CLASS ACTION ARBITRATION….Sam Heldman points out today that while everyone was talking about the affirmative action cases handed down yesterday, there was a lot less attention paid to another Supreme Court decision that protected the right to bring a class action suit even if a case is being decided by arbitration:

….more and more, in consumer-company or employee-employer relationships, we see arbitration “agreements” being slipped in amongst the fine print, such that you “agree” that you will arbitrate rather than sue if you ever have a claim against the company.

Companies also like to claim that, in arbitration, there’s no such thing as a class action — that each consumer, or employee, must fight his or her fight alone, shouldering all the costs. Companies take this stance, naturally, because they don’t want class actions — they want most of their behavior to go unchallenged by the people whom it affects. But Bazzle is good news for consumers and employees in this regard: the Court seemingly rejected the theory that there is something ipso facto impossible or improper about having an arbitrator certify a class and grant relief to the class.
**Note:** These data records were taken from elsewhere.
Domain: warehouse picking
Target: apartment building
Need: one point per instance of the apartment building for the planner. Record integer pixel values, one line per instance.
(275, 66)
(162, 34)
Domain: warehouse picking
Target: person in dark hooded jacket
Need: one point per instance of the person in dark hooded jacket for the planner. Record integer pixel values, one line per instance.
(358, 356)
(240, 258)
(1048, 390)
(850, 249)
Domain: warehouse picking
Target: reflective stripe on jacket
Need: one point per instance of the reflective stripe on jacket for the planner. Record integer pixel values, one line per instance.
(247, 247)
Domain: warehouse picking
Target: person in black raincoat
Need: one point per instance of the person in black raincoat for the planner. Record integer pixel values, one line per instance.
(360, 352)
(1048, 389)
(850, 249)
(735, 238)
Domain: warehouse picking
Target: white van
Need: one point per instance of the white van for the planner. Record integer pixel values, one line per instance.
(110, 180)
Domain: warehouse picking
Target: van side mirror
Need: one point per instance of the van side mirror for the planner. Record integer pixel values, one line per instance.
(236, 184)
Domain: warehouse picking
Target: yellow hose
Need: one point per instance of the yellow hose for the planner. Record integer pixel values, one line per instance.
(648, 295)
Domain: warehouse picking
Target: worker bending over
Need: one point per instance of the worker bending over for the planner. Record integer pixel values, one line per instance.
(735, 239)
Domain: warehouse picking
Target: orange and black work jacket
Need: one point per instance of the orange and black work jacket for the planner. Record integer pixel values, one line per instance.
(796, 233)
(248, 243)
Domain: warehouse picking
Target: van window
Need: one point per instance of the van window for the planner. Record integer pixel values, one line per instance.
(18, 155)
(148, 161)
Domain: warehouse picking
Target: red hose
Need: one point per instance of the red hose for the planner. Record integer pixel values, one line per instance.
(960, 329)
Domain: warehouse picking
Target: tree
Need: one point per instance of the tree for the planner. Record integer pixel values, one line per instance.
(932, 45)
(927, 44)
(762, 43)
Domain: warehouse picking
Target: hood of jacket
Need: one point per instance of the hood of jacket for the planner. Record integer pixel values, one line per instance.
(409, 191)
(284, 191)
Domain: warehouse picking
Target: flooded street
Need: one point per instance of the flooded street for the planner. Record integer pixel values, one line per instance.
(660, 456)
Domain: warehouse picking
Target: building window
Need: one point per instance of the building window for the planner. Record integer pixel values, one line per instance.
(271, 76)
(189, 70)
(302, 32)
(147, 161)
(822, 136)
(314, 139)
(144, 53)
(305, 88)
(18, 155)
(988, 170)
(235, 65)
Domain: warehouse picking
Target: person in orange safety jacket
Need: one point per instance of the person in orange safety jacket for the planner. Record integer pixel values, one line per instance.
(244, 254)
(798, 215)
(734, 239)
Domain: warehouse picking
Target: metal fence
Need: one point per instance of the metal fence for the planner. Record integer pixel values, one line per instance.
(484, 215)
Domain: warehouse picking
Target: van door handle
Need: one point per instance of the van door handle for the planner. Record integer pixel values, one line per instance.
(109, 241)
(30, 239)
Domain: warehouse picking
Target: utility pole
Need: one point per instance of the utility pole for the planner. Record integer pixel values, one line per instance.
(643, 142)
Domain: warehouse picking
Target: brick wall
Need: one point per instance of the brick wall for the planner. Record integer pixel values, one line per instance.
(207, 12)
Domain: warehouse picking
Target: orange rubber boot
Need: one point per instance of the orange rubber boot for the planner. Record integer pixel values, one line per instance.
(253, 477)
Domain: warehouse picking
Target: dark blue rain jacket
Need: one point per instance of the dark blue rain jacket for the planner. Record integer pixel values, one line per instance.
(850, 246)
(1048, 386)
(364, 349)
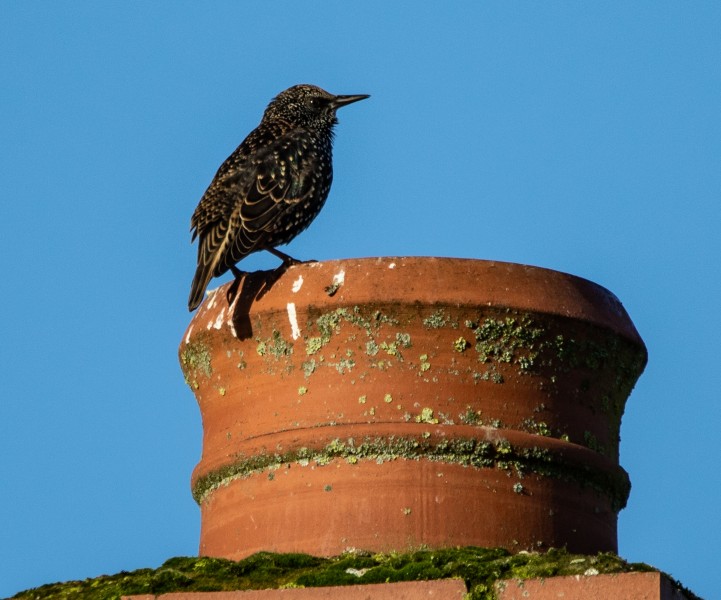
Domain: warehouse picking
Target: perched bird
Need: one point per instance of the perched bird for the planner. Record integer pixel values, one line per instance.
(271, 187)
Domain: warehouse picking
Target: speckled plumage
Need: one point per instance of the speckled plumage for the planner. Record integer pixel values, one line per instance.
(271, 187)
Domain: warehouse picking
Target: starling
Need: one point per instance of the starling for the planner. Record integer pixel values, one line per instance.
(271, 187)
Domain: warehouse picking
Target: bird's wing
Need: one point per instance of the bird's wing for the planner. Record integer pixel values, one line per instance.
(283, 177)
(242, 204)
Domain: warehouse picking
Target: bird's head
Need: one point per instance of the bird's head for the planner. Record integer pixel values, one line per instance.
(307, 105)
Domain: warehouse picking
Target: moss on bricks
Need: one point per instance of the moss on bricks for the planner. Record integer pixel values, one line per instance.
(479, 568)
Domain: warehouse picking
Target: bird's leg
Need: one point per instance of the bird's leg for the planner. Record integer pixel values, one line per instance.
(288, 261)
(234, 287)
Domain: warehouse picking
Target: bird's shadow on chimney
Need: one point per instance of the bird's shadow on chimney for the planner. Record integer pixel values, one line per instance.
(244, 291)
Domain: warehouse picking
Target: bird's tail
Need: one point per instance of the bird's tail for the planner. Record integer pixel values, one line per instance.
(203, 275)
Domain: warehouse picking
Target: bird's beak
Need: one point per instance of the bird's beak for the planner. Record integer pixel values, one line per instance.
(339, 101)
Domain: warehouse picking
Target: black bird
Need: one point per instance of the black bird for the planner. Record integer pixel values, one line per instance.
(271, 187)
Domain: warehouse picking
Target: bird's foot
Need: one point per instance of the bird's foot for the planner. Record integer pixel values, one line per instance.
(235, 286)
(288, 261)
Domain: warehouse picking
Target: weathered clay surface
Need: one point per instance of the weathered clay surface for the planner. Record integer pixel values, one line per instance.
(389, 403)
(629, 586)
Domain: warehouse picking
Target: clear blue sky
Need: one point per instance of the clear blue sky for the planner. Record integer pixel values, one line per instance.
(583, 137)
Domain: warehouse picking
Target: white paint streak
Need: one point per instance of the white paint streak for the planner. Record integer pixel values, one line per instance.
(231, 312)
(295, 330)
(219, 319)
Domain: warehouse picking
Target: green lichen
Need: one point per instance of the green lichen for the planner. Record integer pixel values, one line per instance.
(426, 416)
(469, 452)
(274, 346)
(313, 345)
(508, 340)
(436, 321)
(308, 367)
(460, 344)
(480, 568)
(195, 359)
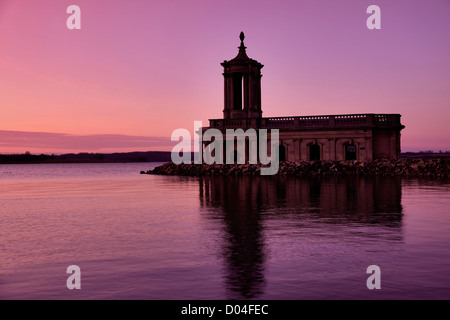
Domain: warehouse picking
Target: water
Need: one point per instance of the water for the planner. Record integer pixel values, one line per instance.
(161, 237)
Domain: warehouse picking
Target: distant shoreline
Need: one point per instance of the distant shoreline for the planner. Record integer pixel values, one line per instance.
(146, 156)
(417, 168)
(27, 158)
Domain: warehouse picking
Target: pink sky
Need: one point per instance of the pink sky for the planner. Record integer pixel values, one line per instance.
(137, 70)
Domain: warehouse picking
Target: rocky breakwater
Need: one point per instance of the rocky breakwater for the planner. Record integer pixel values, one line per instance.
(433, 168)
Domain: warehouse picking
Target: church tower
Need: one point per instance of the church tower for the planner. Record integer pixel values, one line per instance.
(242, 79)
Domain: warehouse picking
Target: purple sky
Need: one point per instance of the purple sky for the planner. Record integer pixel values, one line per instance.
(137, 70)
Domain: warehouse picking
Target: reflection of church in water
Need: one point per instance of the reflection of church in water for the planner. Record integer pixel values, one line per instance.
(246, 206)
(361, 137)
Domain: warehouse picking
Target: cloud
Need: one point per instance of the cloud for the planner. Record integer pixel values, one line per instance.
(46, 141)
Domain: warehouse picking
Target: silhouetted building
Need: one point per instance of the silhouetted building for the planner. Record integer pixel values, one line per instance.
(326, 137)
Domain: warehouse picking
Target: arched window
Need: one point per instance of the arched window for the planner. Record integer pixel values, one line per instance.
(314, 152)
(350, 152)
(235, 156)
(282, 153)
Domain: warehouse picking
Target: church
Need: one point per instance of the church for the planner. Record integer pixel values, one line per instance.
(362, 137)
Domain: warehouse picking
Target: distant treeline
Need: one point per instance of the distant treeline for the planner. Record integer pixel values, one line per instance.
(149, 156)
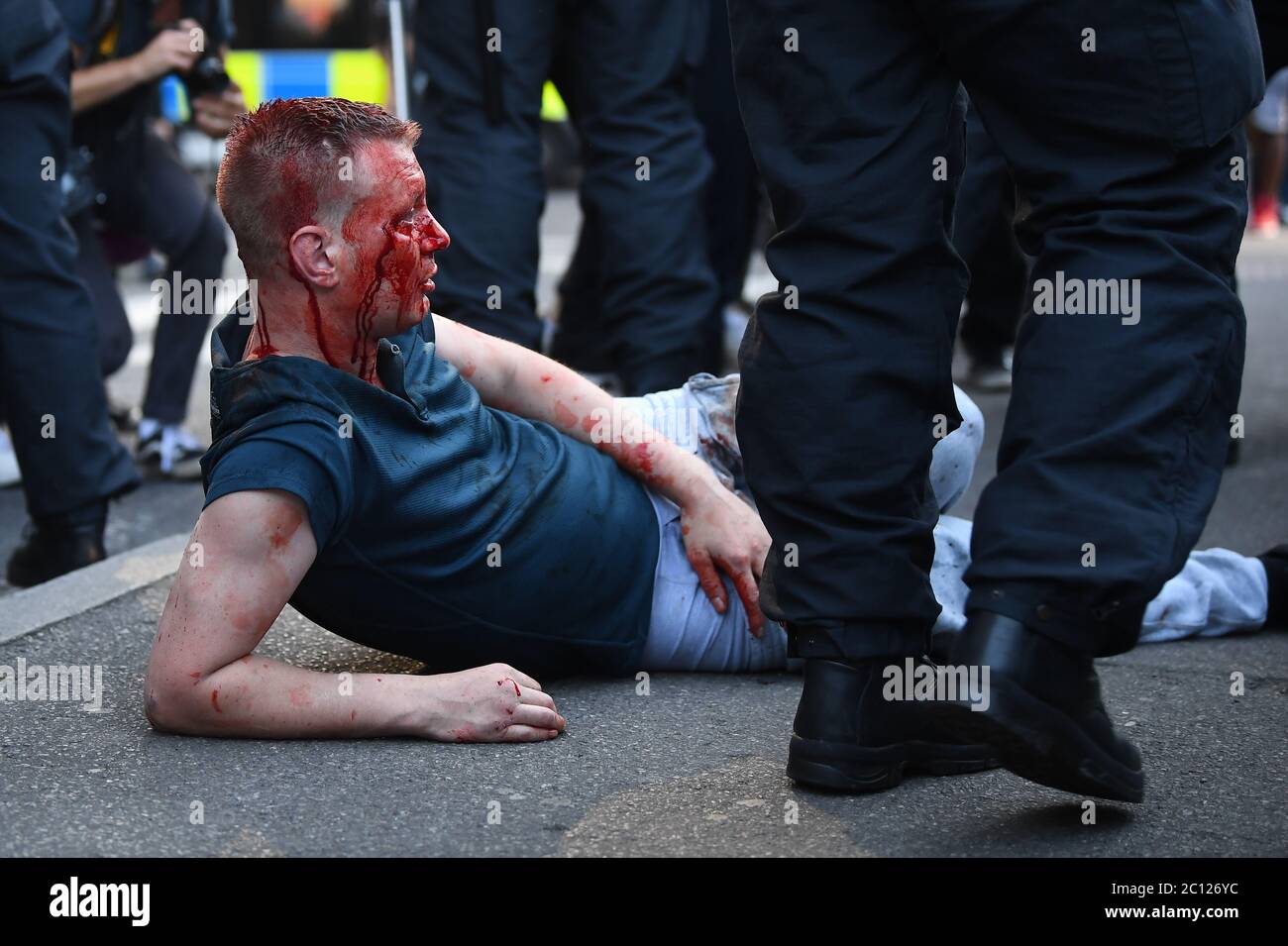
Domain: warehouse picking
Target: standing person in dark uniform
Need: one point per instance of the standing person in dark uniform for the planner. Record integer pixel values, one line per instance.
(1121, 123)
(480, 69)
(984, 237)
(50, 382)
(124, 48)
(732, 205)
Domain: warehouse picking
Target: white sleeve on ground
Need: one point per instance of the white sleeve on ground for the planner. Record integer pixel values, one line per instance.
(1218, 592)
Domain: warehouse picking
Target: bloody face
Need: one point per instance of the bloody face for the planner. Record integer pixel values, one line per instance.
(390, 240)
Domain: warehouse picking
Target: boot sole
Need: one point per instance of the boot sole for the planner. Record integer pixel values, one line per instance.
(858, 770)
(1042, 744)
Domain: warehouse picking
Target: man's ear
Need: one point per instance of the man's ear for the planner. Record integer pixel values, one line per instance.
(313, 257)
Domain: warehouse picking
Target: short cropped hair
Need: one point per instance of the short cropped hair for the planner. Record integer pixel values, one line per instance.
(282, 168)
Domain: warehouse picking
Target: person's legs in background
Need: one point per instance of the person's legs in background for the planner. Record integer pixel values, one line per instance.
(176, 216)
(50, 379)
(644, 175)
(984, 236)
(732, 198)
(858, 130)
(478, 95)
(1127, 373)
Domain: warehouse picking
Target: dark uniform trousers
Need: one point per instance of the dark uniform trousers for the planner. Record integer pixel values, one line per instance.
(1121, 123)
(150, 196)
(51, 387)
(984, 237)
(626, 68)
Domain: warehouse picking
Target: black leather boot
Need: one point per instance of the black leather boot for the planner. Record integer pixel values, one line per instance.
(1275, 562)
(1043, 713)
(52, 550)
(849, 738)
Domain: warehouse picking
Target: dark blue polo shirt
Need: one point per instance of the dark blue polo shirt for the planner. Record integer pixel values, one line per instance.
(447, 530)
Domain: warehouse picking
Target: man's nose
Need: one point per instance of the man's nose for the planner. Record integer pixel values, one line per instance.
(434, 237)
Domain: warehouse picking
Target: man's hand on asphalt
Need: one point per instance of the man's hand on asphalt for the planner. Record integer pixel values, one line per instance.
(721, 532)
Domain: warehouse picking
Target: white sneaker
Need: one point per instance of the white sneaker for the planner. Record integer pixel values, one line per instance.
(175, 452)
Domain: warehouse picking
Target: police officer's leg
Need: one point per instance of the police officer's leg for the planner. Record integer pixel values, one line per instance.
(1121, 125)
(115, 336)
(180, 219)
(481, 106)
(643, 185)
(846, 367)
(984, 236)
(52, 390)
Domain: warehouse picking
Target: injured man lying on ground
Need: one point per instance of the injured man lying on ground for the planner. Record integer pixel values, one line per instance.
(421, 488)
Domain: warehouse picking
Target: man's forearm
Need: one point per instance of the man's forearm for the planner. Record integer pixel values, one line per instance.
(262, 697)
(97, 84)
(545, 390)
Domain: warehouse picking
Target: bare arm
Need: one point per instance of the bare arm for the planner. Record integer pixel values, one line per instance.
(720, 530)
(250, 551)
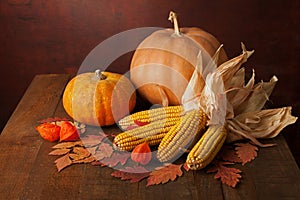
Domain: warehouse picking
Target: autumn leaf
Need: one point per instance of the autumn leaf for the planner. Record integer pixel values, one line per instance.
(79, 153)
(59, 152)
(63, 162)
(133, 174)
(186, 167)
(66, 145)
(164, 174)
(54, 119)
(104, 150)
(85, 160)
(115, 159)
(246, 152)
(229, 176)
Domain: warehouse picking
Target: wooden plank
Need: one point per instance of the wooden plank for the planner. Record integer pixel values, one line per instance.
(274, 174)
(19, 142)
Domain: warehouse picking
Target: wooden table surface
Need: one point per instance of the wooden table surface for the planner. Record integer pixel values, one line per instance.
(28, 172)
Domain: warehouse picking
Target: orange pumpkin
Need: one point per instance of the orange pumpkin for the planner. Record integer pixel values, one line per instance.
(99, 98)
(165, 60)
Sam also talks in passing about a growing trend in which companies “shove arbitration ‘agreements’ down consumers’ and employees’ throats that explicitly forbid class arbitration.” I confess to ambivalent feelings about enforced arbitration generally, since I think it’s bad public policy to allow companies to unilaterally opt out of the justice system simply because they think they might get a better (or cheaper) deal elsewhere. There are some good things to be said about arbitration, but it ought to be voluntary on both sides, not used as a bludgeon by a stronger party who wants to avoid the possibility of ever being held accountable for their actions in the public courts.